On-Line Glossary
Definitions derived from Stutz and de Souzsa are indicated by
(S&dS). Definitions paraphrased from the Dictionary of Human Geography
are indicated by (JGS)
Agglomeration: The association of productive activities in close proximity to one another, as in a major specialized industrial region or in a large town or city (JGS). Clustering of activities in space.
Agglomeration Economies: Savings or benefits firms realize by clustering together (S&dS). Frequently associated with the collective use of the infrastructure of transportation, communications facilities and other services (JGS).
Bid Rent: The amount of money offered to purchase a piece of land (S&dS).
Bid Rent Function : A plot (graph) of the rent which people are prepared to pay with respect to distance from some point, usually the city center (JGS).
Highest and Best Use: The notion that land is allocated the use that earns the highest location rent (S&dS).
Location Rent: The advantage of one parcel of land over another because of its location; the concept of declining rent with an increase in distance from the market (S&dS).
Perfect Competition: In free-market, capitalistic economies, markets characterized by (1) many buyers and sellers such that no individual affects price or quantities, (b) perfect information on the part of producers and consumers, (c) few, if any, barriers to market entry and (d) complete mobility of resources between alternative uses.

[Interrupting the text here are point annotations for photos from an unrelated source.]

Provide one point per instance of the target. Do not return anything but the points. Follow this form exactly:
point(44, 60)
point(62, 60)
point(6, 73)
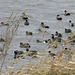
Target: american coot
point(26, 22)
point(26, 45)
point(58, 17)
point(31, 53)
point(66, 13)
point(2, 40)
point(4, 24)
point(58, 34)
point(45, 41)
point(43, 25)
point(52, 54)
point(25, 18)
point(56, 38)
point(41, 31)
point(18, 54)
point(71, 24)
point(68, 30)
point(29, 33)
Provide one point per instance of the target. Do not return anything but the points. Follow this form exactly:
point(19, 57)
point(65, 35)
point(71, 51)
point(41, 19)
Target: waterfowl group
point(25, 45)
point(52, 41)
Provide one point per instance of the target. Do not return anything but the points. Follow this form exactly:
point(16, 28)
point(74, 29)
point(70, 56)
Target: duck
point(68, 30)
point(32, 52)
point(26, 45)
point(58, 17)
point(58, 34)
point(26, 22)
point(43, 25)
point(2, 40)
point(38, 41)
point(52, 54)
point(18, 54)
point(41, 31)
point(29, 33)
point(4, 24)
point(66, 13)
point(71, 24)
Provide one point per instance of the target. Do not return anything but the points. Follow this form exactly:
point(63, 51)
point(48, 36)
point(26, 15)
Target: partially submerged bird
point(4, 24)
point(18, 54)
point(44, 41)
point(66, 13)
point(71, 24)
point(26, 22)
point(2, 40)
point(31, 53)
point(43, 25)
point(68, 30)
point(58, 17)
point(41, 31)
point(52, 54)
point(56, 38)
point(58, 34)
point(26, 45)
point(29, 33)
point(25, 18)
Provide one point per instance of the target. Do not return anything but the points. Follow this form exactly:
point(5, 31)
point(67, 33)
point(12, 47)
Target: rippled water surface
point(38, 11)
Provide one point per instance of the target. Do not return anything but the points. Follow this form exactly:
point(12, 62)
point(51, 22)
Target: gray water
point(38, 11)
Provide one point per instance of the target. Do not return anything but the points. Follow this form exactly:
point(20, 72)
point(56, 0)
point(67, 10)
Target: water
point(38, 11)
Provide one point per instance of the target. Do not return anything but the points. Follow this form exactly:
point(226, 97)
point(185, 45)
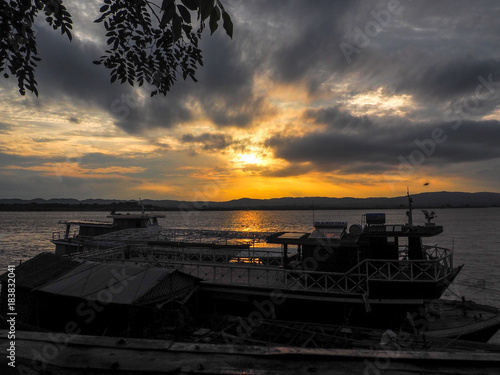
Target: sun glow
point(250, 159)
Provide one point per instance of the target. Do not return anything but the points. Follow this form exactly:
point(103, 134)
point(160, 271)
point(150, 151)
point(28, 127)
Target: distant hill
point(429, 200)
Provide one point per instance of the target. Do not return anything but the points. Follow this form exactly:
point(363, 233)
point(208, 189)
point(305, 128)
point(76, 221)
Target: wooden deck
point(63, 354)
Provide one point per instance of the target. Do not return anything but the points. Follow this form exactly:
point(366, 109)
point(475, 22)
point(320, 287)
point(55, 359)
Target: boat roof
point(88, 223)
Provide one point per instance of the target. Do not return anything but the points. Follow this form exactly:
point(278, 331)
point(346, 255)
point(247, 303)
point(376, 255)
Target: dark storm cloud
point(210, 141)
point(4, 128)
point(381, 147)
point(339, 119)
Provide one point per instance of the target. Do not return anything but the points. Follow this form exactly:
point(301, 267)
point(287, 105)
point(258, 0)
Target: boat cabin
point(71, 242)
point(332, 247)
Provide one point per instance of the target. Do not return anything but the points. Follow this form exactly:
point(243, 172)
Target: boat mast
point(142, 205)
point(409, 213)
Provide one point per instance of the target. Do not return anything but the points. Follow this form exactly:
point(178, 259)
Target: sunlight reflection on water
point(473, 233)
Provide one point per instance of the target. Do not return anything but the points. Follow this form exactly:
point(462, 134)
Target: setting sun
point(250, 159)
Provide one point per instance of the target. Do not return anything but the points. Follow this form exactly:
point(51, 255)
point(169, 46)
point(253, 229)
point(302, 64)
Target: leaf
point(227, 24)
point(206, 8)
point(167, 15)
point(176, 27)
point(186, 16)
point(191, 4)
point(214, 19)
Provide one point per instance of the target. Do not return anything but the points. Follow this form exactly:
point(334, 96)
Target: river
point(472, 232)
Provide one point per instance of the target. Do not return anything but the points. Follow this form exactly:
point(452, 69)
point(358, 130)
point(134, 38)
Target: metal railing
point(254, 256)
point(246, 268)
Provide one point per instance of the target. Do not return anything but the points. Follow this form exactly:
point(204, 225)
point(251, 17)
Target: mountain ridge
point(431, 200)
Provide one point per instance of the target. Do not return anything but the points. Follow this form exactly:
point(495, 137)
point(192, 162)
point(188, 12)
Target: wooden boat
point(37, 352)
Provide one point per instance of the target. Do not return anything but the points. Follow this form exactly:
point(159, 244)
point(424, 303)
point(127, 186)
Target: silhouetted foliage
point(148, 41)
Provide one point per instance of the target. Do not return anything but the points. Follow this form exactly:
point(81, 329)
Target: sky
point(309, 98)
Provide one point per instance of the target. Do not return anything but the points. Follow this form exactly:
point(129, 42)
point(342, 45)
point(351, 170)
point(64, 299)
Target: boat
point(72, 241)
point(373, 274)
point(78, 354)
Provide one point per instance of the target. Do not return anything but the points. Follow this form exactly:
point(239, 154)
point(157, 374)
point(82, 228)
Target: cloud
point(210, 141)
point(381, 147)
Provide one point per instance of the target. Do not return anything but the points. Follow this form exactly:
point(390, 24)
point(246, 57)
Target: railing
point(438, 265)
point(58, 236)
point(254, 256)
point(280, 278)
point(247, 268)
point(114, 253)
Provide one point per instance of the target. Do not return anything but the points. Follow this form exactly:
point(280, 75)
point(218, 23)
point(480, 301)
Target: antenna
point(409, 213)
point(313, 212)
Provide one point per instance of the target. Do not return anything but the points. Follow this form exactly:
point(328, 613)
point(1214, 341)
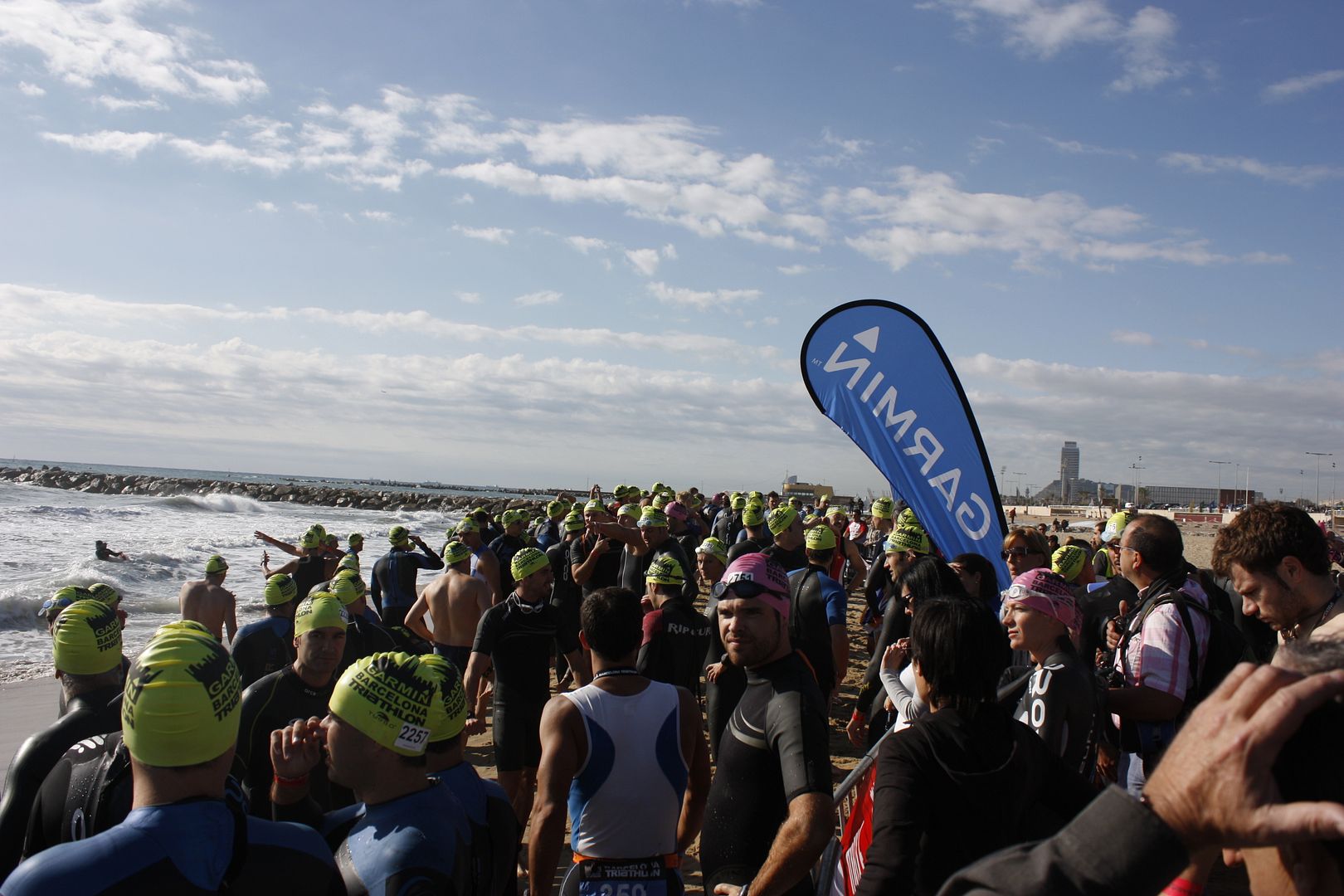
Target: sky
point(557, 243)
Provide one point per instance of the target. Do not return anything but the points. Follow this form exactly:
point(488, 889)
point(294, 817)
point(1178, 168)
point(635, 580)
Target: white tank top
point(626, 796)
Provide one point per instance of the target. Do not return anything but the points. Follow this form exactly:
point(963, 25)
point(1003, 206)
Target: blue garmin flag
point(879, 373)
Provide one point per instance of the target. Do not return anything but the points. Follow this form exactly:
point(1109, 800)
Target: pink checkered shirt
point(1157, 655)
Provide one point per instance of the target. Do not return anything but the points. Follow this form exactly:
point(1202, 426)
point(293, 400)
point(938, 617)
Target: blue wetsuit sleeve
point(838, 603)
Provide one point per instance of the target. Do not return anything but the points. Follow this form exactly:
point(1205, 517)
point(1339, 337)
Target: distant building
point(1069, 472)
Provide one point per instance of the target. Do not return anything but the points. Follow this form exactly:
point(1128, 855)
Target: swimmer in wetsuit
point(392, 583)
point(455, 603)
point(515, 638)
point(407, 835)
point(268, 645)
point(774, 759)
point(86, 652)
point(180, 713)
point(299, 691)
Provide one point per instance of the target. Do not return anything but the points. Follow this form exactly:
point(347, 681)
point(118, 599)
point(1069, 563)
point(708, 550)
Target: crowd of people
point(657, 668)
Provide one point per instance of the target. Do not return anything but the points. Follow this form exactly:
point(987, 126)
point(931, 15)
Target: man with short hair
point(1280, 563)
point(675, 635)
point(180, 720)
point(455, 602)
point(268, 645)
point(299, 691)
point(392, 583)
point(817, 607)
point(485, 566)
point(645, 727)
point(769, 813)
point(515, 638)
point(1153, 645)
point(207, 602)
point(407, 833)
point(86, 655)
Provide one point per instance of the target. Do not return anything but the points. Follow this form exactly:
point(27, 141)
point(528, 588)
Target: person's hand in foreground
point(1215, 786)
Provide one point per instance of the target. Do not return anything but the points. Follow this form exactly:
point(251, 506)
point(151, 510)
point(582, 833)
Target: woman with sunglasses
point(1059, 700)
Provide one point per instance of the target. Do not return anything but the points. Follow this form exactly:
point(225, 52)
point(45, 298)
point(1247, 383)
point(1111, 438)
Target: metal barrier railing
point(843, 801)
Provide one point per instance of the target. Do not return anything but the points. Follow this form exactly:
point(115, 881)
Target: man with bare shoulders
point(455, 602)
point(207, 602)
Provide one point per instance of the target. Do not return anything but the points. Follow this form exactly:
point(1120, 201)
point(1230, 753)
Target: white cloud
point(499, 236)
point(702, 299)
point(1292, 88)
point(587, 243)
point(117, 104)
point(543, 297)
point(1132, 338)
point(89, 42)
point(928, 214)
point(1293, 175)
point(645, 261)
point(110, 143)
point(1046, 28)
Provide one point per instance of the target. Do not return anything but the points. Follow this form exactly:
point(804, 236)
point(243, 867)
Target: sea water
point(47, 542)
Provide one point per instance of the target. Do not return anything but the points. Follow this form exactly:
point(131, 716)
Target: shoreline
point(56, 477)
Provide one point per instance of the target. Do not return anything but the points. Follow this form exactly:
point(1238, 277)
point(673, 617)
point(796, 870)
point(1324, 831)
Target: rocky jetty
point(54, 477)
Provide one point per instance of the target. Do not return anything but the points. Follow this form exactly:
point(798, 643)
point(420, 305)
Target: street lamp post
point(1218, 494)
point(1319, 455)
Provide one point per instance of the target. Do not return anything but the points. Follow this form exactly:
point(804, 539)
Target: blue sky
point(566, 242)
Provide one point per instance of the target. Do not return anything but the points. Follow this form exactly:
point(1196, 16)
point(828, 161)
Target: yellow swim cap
point(86, 638)
point(387, 698)
point(320, 610)
point(448, 712)
point(780, 519)
point(455, 553)
point(347, 587)
point(821, 538)
point(280, 590)
point(182, 700)
point(665, 571)
point(1069, 562)
point(527, 562)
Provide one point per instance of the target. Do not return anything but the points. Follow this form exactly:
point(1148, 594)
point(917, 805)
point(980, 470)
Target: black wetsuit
point(184, 848)
point(776, 748)
point(675, 644)
point(566, 597)
point(264, 646)
point(410, 845)
point(363, 638)
point(392, 583)
point(90, 791)
point(518, 638)
point(721, 696)
point(504, 548)
point(791, 561)
point(494, 829)
point(273, 703)
point(608, 572)
point(93, 712)
point(311, 570)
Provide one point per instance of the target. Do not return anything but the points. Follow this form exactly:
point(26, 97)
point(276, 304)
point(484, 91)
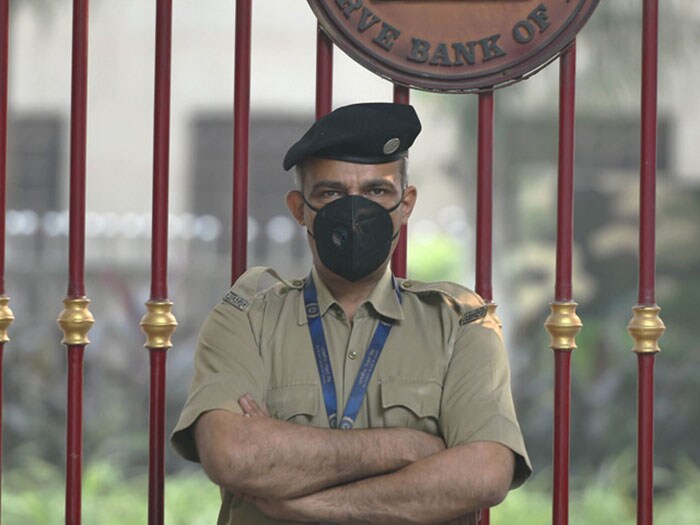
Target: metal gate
point(158, 322)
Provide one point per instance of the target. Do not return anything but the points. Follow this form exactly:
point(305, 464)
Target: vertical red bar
point(398, 260)
point(647, 231)
point(241, 134)
point(324, 73)
point(645, 443)
point(563, 283)
point(76, 258)
point(484, 210)
point(647, 263)
point(74, 441)
point(484, 196)
point(4, 59)
point(159, 256)
point(156, 439)
point(565, 186)
point(161, 150)
point(4, 93)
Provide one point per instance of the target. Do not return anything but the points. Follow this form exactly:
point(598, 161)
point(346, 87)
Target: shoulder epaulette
point(241, 294)
point(468, 304)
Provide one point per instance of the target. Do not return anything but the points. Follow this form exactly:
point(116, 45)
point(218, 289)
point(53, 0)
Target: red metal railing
point(398, 260)
point(563, 284)
point(4, 59)
point(647, 331)
point(76, 259)
point(324, 73)
point(159, 322)
point(241, 136)
point(158, 304)
point(484, 210)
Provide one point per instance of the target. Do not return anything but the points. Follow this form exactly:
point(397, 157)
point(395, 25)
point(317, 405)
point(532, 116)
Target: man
point(390, 400)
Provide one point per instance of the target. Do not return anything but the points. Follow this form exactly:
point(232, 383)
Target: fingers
point(251, 408)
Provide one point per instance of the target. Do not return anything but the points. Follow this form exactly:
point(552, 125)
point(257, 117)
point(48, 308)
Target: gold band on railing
point(158, 323)
point(646, 328)
point(6, 318)
point(75, 321)
point(563, 326)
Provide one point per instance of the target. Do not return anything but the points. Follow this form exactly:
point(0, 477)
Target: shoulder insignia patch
point(236, 300)
point(473, 315)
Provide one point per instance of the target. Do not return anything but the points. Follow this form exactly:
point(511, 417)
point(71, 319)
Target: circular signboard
point(453, 45)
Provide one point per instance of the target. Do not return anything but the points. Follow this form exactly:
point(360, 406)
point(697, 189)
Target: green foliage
point(607, 497)
point(34, 495)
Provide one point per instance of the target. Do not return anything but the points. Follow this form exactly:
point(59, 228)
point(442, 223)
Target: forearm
point(434, 490)
point(275, 459)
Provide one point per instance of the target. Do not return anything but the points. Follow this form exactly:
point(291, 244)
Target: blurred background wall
point(441, 235)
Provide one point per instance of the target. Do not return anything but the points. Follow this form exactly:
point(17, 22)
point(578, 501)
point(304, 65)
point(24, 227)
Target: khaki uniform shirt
point(443, 370)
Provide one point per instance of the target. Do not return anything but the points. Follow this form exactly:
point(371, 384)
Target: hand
point(250, 407)
point(473, 518)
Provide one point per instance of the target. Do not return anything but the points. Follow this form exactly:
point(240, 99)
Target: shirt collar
point(383, 298)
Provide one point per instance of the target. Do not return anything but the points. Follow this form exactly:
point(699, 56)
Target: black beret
point(369, 133)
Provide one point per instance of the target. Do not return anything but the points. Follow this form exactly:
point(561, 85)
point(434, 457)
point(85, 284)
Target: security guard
point(351, 395)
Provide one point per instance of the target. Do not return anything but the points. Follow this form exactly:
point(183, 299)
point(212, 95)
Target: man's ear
point(295, 203)
point(408, 201)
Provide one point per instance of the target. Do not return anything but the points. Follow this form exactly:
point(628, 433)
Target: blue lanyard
point(323, 361)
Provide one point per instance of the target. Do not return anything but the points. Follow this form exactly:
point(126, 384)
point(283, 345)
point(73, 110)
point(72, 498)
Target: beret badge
point(391, 145)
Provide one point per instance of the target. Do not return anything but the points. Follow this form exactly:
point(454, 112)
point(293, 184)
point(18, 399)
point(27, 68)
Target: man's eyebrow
point(377, 183)
point(330, 184)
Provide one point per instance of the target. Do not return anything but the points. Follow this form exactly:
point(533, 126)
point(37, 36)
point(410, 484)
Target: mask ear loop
point(316, 210)
point(393, 209)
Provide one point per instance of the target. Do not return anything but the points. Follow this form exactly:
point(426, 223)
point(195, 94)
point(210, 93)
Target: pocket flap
point(285, 402)
point(422, 397)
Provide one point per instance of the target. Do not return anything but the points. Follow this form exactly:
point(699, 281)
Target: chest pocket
point(294, 403)
point(411, 403)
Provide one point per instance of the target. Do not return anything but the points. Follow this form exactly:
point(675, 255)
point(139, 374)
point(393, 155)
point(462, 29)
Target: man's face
point(326, 180)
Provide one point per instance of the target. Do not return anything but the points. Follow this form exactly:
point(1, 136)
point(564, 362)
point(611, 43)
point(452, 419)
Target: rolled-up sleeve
point(477, 404)
point(227, 366)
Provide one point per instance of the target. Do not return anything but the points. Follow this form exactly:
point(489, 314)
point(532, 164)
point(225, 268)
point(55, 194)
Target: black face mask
point(353, 235)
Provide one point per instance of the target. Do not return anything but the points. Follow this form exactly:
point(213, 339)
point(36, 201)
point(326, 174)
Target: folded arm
point(268, 458)
point(439, 488)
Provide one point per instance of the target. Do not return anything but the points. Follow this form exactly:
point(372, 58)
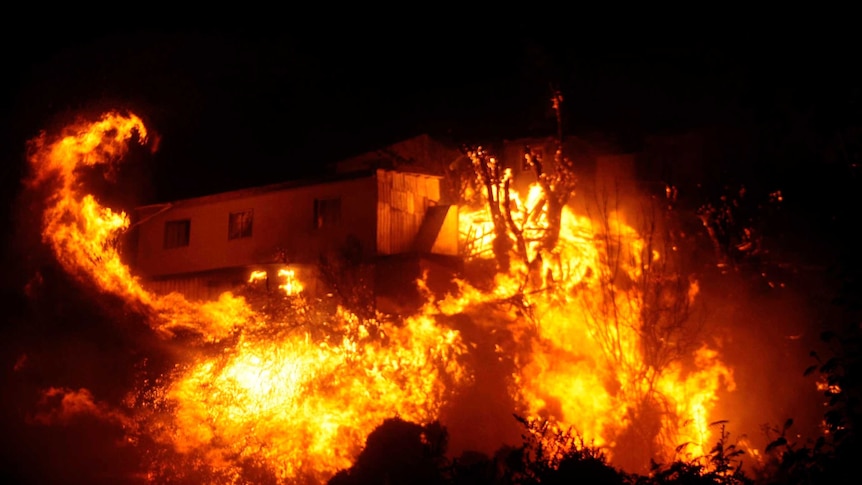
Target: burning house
point(389, 221)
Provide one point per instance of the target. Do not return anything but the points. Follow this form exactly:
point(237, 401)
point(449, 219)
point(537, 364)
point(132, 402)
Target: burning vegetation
point(594, 312)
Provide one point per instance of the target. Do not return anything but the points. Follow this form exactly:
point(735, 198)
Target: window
point(239, 224)
point(177, 233)
point(327, 212)
point(537, 152)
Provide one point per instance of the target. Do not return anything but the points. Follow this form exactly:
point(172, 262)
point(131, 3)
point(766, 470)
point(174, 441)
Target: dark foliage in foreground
point(402, 452)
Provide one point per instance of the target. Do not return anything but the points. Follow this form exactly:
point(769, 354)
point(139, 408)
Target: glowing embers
point(603, 317)
point(290, 283)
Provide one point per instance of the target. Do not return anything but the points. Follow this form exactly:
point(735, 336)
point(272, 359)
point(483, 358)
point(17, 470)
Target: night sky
point(241, 107)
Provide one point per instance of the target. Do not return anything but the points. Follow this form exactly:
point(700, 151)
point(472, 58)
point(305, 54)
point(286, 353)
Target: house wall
point(283, 228)
point(401, 206)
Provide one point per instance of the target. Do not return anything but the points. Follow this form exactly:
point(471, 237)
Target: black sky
point(241, 107)
point(238, 107)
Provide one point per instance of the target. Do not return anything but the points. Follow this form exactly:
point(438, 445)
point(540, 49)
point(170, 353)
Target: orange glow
point(588, 366)
point(297, 401)
point(291, 285)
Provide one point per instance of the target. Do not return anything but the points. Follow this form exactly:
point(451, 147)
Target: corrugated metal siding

Rent: Payments made to land owners as a productive factor for their contribution to the productive process and the operation of the economy (S&dS). The payment to a factor over and above that necessary to keep it in its present occupation. Rent may vary from one place to another because for many reasons including its location, or distance from a market place, or its productivity.
Rent Gradient: A downward-sloping curve depicting the rate at which rent declines with distance from a central market place.
Succession and Invasion: A term adopted from ecology to describe a process of neighborhood change whereby one social group succeeds another in a residential area. Associated with the Concentric Zone Model by Burgess, the process suggests that neighborhood change is initiated by pressure on the inner city housing, usually by migrants of low socio-economic status. They move to adjacent residential areas, forcing the current residents to move out to the next zone, thus stimulating a rippling process of change outward from the city which ended with the highest status groups moving to newly built suburban homes further out (JGS).
Spatial Equilibrium: A state in which the forces making for change are in balance (JGS).
Urbanization: The process of a society changing from rural to urban and economic activities concentrating in cities (S&dS).